Я делаю глубокий вдох и перевожу взгляд на соседний дом.
— У девочки есть отец? — я проверяю наличие внутренних решёток или других защитных механизмов на окнах.
— Да, мы в разводе.
— Она часто общается с ним? — ничего подобного нет, и я снова перевожу взгляд на свою фальшивую клиентку.
— Он живёт в Англии, — отвечает она и замолкает, — Виктория, мне просто нужно, чтобы вы поговорили с ней и смогли сказать…

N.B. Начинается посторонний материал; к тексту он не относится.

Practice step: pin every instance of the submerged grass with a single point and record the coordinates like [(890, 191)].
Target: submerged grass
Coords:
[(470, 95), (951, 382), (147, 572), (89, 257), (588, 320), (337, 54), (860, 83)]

— Врёт она или нет, — снова перебила я.
Мне жаль эту женщину. Она не понимает — неважно, что я смогу выяснить у её дочери. Если насилие действительно было, то её любовнику прямая дорога в тюрьму. А там он долго не протянет. Если насилия не было, то в любом случае девочка не смирится с появлением нового «папы» в семье. И будет врать дальше, выдумывая всё больше и страшнее.